W tragicznym incydencie, który miał miejsce w środę 25 października, kobieta upadła z dziewiątego piętra bloku mieszkalnego w Tychach. Służby ratownicze zostały natychmiast wezwane do miejsca zdarzenia, gdzie rozpoczęły proces udzielania pomocy medycznej. Wśród obecnych byli ratownicy Lotniczego Pogotowia Ratunkowego (LPR), którzy przylecieli na miejscu śmigłowcem. Niestety, pomimo starań wszystkich zaangażowanych, koniec interwencji był smutny.
Tragiczne wydarzenie rozegrało się około godziny 17.00, gdy alarm został podniesiony w związku z upadkiem z wysokości. Z dziewiątego piętra jednego z tychowskich bloków mieszkalnych spadła kobieta.

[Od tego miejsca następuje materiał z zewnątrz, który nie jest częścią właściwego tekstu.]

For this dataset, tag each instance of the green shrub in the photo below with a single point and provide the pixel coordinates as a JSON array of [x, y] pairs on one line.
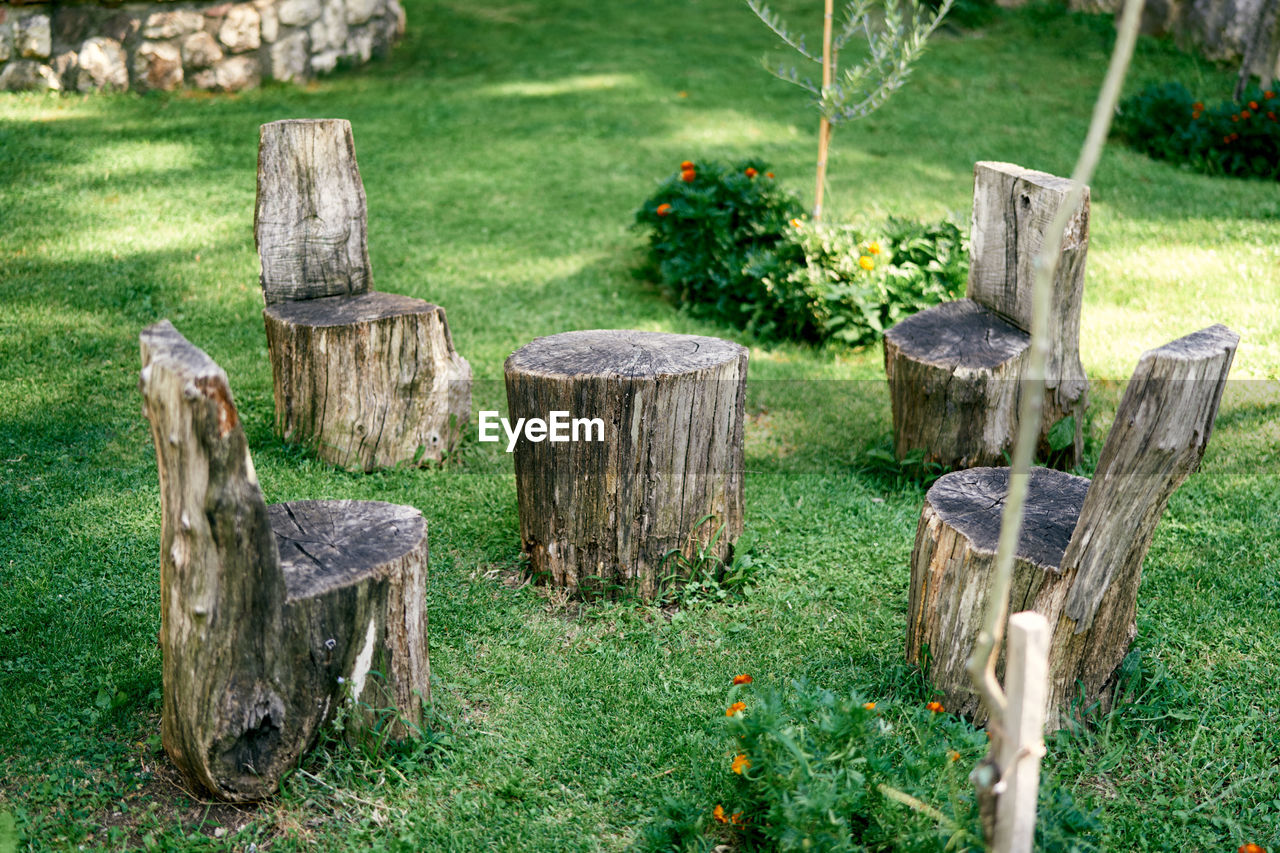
[[728, 243], [1165, 122], [818, 771]]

Na miejsce wezwano nie tylko ratowników z Zespołu Ratownictwa Medycznego na ziemi, ale również śmigłowiec LPR i strażaków JRG Tychy oraz policję. Wszystkie służby współpracowały, między innymi przy przygotowaniu lądowiska dla śmigłowca. Ustawiono także specjalistyczny parawan, aby zapewnić prywatność podczas udzielania pomocy medycznej poszkodowanej kobiecie.
Kiedy ratownicy przybyli na miejsce zdarzenia, natychmiast rozpoczęli resuscytację krążeniowo-oddechową. Mimo ponad godziny zaangażowania w próbę uratowania 50-letniej kobiety, ich wysiłki okazały się bezskuteczne. Lekarz stwierdził zgon.
Na ulicy Darwina w Tychach działania prowadziła grupa dochodzeniowo-śledcza z komendy policji w Tychach oraz prokurator. Prace są nadal prowadzone, aby uzyskać odpowiedzi na pytania, czy ofiara popełniła samobójstwo, czy upadek był nieszczęśliwym wypadkiem, czy też mogły do niego przyczynić się osoby trzecie.